Liquid Diet: Hill Farmstead and Cambridge Brewing Company Team Up
Long before the cult of Hill Farmstead had permeated the craft beer world, Shaun Hill was just a fledgling brewer looking for a break. “I’ve known Shaun since his first brewing job at The Shed in Vermont,” says Will Meyers, brewmaster at Cambridge Brewing Company. “We met before he officially started, when he came down to Boston for the NERAX cask beer festival. He just walked up to me and kind of confronted me and said, ‘Hey, you’re Will Meyers. I just got this job and I need your advice.” He was inheriting this brewery without any real brewing experience, but I was impressed with his enthusiasm and his obvious intelligence.”
That candid conversation spawned a decade-long friendship and several collaborative projects including Prolegomena, a Flemish red aged in port and wine barrels, and Madness & Civilization #2, a buckwheat porter aged in port barrels. The chance interaction all helped Hill become the hallowed, fetishized brewer he is today.
“I had gone to Copenhagen many years ago to brew with Anders Kissmeyer and we did an expression of my Heather Ale and an expression of a sour beer that we do at CBC called Cerise Cassée,” Meyers says. “After coming back from that trip Shaun contacted me and said, “there’s this brewery in Copenhagen that’s looking for a brewer and I think it would be a really cool experience. What do you think?” Quite fortuitously, it was Anders brewpub and Shaun ended up spending a lot of time in Copenhagen brewing with with Anders. He even ended up taking over a couple of barrels of our sour beer and shepherding it to fruition.”

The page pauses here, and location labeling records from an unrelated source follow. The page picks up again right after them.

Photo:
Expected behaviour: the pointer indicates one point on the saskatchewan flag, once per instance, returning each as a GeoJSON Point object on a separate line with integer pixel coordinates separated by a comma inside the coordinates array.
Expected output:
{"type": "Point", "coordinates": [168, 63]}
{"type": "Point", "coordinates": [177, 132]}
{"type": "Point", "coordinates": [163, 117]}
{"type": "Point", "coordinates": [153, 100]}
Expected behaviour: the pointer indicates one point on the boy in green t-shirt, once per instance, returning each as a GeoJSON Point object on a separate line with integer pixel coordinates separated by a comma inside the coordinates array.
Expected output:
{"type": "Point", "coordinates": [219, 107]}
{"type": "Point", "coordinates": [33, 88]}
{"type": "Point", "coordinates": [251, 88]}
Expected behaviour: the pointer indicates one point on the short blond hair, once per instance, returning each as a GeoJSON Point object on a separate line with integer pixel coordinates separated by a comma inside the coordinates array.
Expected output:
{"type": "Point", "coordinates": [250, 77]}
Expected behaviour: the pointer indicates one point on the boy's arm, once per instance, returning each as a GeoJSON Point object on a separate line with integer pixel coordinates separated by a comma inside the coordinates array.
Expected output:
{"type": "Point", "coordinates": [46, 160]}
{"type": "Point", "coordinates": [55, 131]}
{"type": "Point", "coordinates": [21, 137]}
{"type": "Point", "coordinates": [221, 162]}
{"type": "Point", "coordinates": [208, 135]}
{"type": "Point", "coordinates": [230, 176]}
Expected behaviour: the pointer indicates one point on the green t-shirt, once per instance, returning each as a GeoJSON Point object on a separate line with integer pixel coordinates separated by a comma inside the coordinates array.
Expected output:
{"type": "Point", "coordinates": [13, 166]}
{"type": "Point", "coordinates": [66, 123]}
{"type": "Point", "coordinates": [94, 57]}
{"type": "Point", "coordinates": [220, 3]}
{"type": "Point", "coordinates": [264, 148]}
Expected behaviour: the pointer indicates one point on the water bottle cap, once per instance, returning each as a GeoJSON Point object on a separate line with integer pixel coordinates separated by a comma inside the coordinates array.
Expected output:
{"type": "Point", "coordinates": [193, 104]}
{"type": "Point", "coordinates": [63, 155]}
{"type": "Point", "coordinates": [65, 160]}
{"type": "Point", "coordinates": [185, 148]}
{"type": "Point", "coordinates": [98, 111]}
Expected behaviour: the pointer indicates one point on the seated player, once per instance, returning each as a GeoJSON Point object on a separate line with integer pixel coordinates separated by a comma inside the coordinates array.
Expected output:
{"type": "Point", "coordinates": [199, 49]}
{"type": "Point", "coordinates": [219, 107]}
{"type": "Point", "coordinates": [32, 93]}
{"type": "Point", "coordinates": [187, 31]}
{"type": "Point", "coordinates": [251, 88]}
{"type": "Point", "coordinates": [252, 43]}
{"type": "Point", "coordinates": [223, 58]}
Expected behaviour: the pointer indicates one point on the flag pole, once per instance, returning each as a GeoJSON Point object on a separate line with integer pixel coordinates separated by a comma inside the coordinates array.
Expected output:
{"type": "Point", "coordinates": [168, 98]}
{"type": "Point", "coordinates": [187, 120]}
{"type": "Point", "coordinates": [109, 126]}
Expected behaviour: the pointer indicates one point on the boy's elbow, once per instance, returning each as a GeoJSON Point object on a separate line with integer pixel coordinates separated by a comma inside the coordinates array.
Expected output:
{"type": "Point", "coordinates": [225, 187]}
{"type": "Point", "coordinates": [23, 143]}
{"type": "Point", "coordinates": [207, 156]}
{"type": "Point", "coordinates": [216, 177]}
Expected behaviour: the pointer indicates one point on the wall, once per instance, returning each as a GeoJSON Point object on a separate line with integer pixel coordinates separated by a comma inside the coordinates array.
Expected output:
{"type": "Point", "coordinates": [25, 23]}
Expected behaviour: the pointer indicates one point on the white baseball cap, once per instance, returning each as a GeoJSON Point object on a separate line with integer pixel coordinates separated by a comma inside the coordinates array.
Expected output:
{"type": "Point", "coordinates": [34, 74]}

To honor their mutual friend and mentor, Meyers and Hill invited Kissmeyer to join them in Greensboro, Vermont, to brew a new beer that was released at Hill Farmstead this week. The final result, which they’re calling a “Nordic Saison” was brewed with Vermont honey, rose hips, heather flowers, and brettanomyces.

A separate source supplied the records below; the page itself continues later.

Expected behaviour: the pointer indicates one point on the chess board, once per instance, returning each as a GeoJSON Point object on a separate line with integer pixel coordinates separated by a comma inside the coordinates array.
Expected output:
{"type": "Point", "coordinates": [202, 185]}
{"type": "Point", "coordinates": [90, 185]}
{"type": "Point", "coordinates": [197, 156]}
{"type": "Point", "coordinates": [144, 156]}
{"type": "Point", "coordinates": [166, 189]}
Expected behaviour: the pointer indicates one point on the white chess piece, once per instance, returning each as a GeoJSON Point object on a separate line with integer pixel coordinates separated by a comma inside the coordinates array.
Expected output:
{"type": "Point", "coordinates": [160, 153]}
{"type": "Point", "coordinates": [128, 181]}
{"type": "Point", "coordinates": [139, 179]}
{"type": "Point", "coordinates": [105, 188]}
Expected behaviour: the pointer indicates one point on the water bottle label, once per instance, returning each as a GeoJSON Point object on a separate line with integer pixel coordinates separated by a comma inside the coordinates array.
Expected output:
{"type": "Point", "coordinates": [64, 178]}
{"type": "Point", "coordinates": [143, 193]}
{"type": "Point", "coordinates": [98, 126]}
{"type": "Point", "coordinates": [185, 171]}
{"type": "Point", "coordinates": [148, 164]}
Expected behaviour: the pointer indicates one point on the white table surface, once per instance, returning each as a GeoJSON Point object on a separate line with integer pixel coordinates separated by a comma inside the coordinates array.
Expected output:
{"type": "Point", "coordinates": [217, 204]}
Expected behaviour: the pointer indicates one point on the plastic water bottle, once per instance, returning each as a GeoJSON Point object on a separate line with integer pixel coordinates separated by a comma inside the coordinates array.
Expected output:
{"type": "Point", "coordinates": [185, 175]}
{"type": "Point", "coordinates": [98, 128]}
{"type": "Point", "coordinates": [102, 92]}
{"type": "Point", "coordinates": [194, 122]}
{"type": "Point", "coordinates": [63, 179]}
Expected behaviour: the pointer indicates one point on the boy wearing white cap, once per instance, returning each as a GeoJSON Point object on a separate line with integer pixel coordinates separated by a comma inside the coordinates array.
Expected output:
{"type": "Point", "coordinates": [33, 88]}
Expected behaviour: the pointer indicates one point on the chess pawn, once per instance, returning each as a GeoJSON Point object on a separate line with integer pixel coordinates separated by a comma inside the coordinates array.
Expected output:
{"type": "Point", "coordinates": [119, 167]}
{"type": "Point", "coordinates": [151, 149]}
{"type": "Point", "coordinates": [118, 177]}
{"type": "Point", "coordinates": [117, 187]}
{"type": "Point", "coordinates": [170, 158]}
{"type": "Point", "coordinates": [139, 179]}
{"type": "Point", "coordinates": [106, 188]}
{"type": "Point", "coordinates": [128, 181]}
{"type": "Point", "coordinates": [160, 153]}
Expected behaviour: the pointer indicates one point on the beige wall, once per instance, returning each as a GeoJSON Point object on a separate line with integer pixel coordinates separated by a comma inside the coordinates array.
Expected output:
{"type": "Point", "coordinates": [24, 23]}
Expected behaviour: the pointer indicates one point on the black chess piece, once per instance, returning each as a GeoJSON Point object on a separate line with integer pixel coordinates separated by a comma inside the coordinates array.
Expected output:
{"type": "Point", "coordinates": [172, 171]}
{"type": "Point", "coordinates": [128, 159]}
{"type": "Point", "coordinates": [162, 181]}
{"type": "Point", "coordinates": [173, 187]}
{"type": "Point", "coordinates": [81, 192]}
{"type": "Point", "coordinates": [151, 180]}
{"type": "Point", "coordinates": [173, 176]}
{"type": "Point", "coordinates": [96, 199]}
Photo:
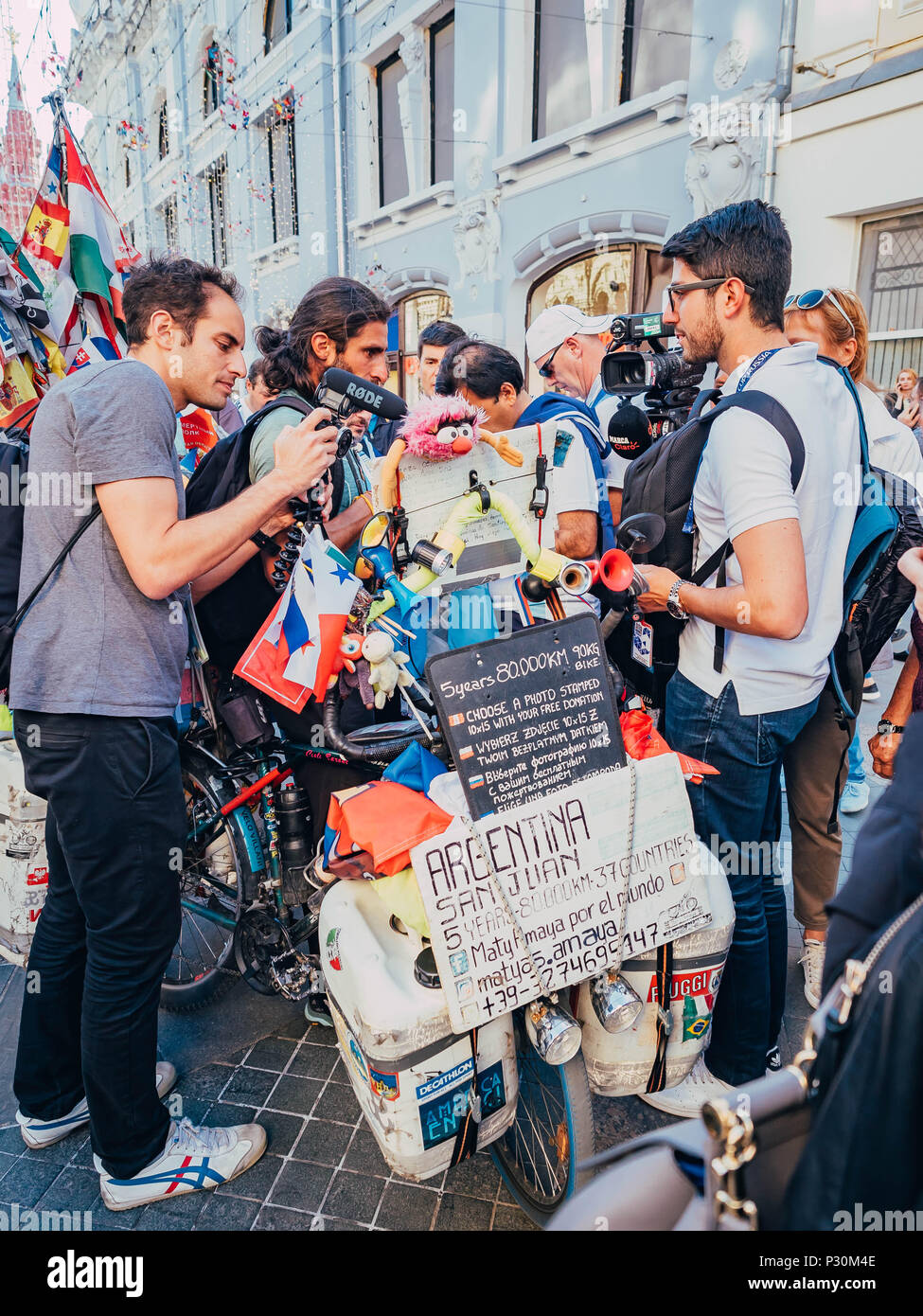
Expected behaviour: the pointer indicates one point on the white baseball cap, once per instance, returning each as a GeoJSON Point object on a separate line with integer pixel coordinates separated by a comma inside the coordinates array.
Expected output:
{"type": "Point", "coordinates": [552, 326]}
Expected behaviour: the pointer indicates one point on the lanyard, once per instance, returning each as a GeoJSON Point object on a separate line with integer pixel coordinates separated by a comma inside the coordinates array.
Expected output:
{"type": "Point", "coordinates": [760, 360]}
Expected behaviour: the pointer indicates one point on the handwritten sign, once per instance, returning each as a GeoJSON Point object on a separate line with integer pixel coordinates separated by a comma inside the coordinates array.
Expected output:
{"type": "Point", "coordinates": [566, 873]}
{"type": "Point", "coordinates": [528, 714]}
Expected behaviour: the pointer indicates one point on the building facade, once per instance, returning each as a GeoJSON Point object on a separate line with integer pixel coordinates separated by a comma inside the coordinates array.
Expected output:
{"type": "Point", "coordinates": [477, 162]}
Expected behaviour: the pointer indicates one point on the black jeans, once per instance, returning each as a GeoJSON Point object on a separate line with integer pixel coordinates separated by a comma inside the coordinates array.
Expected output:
{"type": "Point", "coordinates": [115, 834]}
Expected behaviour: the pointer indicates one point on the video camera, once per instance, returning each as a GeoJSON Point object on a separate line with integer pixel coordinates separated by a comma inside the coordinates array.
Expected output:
{"type": "Point", "coordinates": [666, 383]}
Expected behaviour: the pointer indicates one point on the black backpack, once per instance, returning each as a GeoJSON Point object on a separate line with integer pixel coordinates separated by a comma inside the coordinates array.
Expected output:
{"type": "Point", "coordinates": [233, 613]}
{"type": "Point", "coordinates": [661, 481]}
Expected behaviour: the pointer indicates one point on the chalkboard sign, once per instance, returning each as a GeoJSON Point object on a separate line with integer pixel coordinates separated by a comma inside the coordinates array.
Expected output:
{"type": "Point", "coordinates": [528, 714]}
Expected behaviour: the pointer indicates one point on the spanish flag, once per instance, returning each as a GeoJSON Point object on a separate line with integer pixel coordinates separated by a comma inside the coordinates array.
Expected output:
{"type": "Point", "coordinates": [47, 230]}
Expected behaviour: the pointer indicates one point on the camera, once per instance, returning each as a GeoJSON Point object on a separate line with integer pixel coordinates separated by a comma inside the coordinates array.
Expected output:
{"type": "Point", "coordinates": [666, 382]}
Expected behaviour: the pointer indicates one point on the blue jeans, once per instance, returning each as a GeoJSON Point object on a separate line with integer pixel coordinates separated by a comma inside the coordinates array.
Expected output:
{"type": "Point", "coordinates": [856, 759]}
{"type": "Point", "coordinates": [738, 816]}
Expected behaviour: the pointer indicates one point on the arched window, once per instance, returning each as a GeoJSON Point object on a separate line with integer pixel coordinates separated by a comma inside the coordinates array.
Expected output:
{"type": "Point", "coordinates": [211, 84]}
{"type": "Point", "coordinates": [162, 132]}
{"type": "Point", "coordinates": [276, 23]}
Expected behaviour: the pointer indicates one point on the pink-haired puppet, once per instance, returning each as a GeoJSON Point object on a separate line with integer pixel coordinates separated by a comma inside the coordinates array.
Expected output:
{"type": "Point", "coordinates": [438, 429]}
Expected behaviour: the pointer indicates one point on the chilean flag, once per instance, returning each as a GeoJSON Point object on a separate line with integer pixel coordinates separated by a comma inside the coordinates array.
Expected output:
{"type": "Point", "coordinates": [292, 655]}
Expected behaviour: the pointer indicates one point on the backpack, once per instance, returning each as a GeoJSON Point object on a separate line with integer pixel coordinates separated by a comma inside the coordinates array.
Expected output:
{"type": "Point", "coordinates": [661, 481]}
{"type": "Point", "coordinates": [875, 593]}
{"type": "Point", "coordinates": [13, 465]}
{"type": "Point", "coordinates": [232, 614]}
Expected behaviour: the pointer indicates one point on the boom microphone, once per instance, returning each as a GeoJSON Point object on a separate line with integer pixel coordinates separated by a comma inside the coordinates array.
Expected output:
{"type": "Point", "coordinates": [630, 432]}
{"type": "Point", "coordinates": [346, 394]}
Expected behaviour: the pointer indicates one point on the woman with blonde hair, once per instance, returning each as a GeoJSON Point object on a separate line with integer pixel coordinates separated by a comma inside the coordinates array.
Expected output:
{"type": "Point", "coordinates": [815, 765]}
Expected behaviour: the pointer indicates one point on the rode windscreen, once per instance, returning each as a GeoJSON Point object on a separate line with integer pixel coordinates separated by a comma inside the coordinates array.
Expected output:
{"type": "Point", "coordinates": [630, 432]}
{"type": "Point", "coordinates": [337, 385]}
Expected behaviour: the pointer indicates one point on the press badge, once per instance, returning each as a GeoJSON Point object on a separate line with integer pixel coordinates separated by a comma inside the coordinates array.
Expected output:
{"type": "Point", "coordinates": [643, 643]}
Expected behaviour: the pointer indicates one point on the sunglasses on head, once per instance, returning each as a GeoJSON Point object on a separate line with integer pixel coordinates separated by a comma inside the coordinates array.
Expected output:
{"type": "Point", "coordinates": [811, 299]}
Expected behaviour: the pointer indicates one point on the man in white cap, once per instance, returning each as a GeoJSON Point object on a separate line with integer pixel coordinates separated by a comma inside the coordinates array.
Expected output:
{"type": "Point", "coordinates": [565, 347]}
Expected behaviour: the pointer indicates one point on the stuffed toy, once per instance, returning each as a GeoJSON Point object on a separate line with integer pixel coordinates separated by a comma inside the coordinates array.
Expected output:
{"type": "Point", "coordinates": [438, 429]}
{"type": "Point", "coordinates": [384, 667]}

“Certainly we used a fair amount of honey, we used some really nice grains, and an addition of rose hips, which was something Anders really wanted to do,” Meyers says. “That ended up being a lot of fun on the brewhouse platform because we were only able to get it a powdered form and it was just a nightmare. All it wanted to do was clump up and it was bright orange, so it completely stained our hands and clothes. It was a disaster, but the flavor was quite nice. I’d brewed with rose petals before and was really wary because it can give the beer an over-the-top perfume character. Instead, the rose hips added a nice, tart, earthy, fruity component that is quite pleasant.”

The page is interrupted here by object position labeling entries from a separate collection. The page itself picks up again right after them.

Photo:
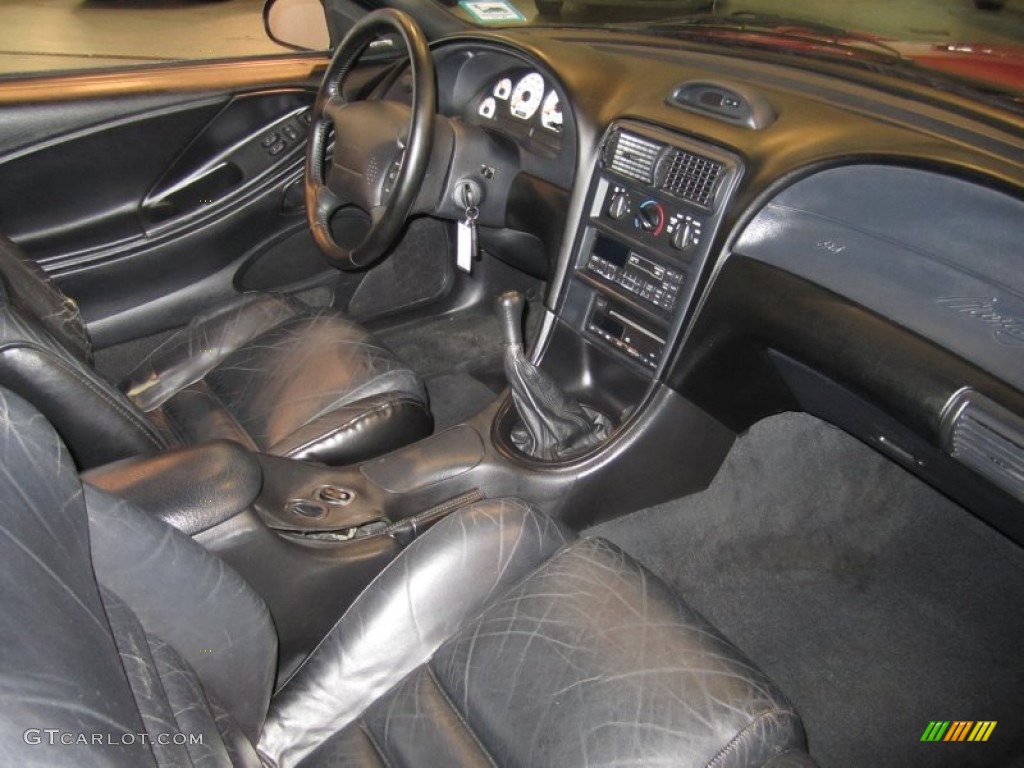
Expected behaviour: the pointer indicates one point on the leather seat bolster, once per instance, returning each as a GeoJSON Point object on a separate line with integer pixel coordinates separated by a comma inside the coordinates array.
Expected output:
{"type": "Point", "coordinates": [792, 759]}
{"type": "Point", "coordinates": [59, 666]}
{"type": "Point", "coordinates": [399, 621]}
{"type": "Point", "coordinates": [314, 386]}
{"type": "Point", "coordinates": [98, 424]}
{"type": "Point", "coordinates": [192, 488]}
{"type": "Point", "coordinates": [212, 617]}
{"type": "Point", "coordinates": [589, 658]}
{"type": "Point", "coordinates": [358, 431]}
{"type": "Point", "coordinates": [626, 669]}
{"type": "Point", "coordinates": [203, 344]}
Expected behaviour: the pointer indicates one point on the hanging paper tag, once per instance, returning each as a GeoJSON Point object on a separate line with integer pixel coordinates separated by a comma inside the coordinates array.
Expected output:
{"type": "Point", "coordinates": [465, 245]}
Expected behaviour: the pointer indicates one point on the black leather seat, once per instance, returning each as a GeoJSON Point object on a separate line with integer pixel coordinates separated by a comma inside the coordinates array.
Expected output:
{"type": "Point", "coordinates": [497, 638]}
{"type": "Point", "coordinates": [265, 371]}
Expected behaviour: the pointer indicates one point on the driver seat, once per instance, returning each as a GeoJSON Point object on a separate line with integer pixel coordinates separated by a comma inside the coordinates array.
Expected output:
{"type": "Point", "coordinates": [262, 370]}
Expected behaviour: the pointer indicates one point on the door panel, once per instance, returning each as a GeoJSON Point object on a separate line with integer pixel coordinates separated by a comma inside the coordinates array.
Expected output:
{"type": "Point", "coordinates": [143, 195]}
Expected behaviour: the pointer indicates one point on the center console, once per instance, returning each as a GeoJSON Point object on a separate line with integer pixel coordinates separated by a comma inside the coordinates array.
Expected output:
{"type": "Point", "coordinates": [654, 207]}
{"type": "Point", "coordinates": [642, 251]}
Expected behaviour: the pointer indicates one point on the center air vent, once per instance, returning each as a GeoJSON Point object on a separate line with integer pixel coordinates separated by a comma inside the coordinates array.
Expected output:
{"type": "Point", "coordinates": [691, 177]}
{"type": "Point", "coordinates": [632, 156]}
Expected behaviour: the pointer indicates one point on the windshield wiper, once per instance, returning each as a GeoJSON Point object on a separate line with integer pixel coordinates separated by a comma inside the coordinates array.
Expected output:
{"type": "Point", "coordinates": [799, 31]}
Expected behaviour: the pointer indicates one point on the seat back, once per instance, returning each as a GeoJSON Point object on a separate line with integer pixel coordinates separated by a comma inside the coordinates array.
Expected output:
{"type": "Point", "coordinates": [45, 356]}
{"type": "Point", "coordinates": [124, 643]}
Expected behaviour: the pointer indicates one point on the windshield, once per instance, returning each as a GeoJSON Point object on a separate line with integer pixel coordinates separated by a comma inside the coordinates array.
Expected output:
{"type": "Point", "coordinates": [980, 42]}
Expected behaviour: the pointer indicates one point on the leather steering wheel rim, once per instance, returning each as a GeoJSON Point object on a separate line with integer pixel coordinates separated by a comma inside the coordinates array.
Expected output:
{"type": "Point", "coordinates": [389, 216]}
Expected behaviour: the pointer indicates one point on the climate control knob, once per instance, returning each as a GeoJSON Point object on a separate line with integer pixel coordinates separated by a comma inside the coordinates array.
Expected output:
{"type": "Point", "coordinates": [620, 205]}
{"type": "Point", "coordinates": [682, 238]}
{"type": "Point", "coordinates": [650, 217]}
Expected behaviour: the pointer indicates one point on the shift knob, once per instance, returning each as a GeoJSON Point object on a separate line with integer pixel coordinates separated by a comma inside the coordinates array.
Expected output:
{"type": "Point", "coordinates": [509, 306]}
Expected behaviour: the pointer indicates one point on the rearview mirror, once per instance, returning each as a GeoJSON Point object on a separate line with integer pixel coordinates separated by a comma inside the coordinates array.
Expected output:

Meyers says the “Nordic” part of the equation is a “cheeky nod” to Kissmeyers’ Danish heritage and because of the dosage of brettanomyces and saccharomyces used in fermentation. The three brewers made two 15 barrel batches, which ended up producing 4,000 bottles. Hill anticipates selling through the current stock by the end of the month, but Hill Farmstead plans on brewing the Nordic Saison with some regularity, potentially in much larger batches.
“With these types of collaborations, we just look at it as a really fun opportunity to hang out and geek out with other brewers that we admire,” Meyers says. “In the case of the Nordic Saison, it’s a beer that Shaun and I wanted to do because Anders is a good friend and a brilliant brewer. He doesn’t get near the amount of attention that he deserves. We wanted to restore some of that recognition to honor a mentor and a brewer we both personally admire.”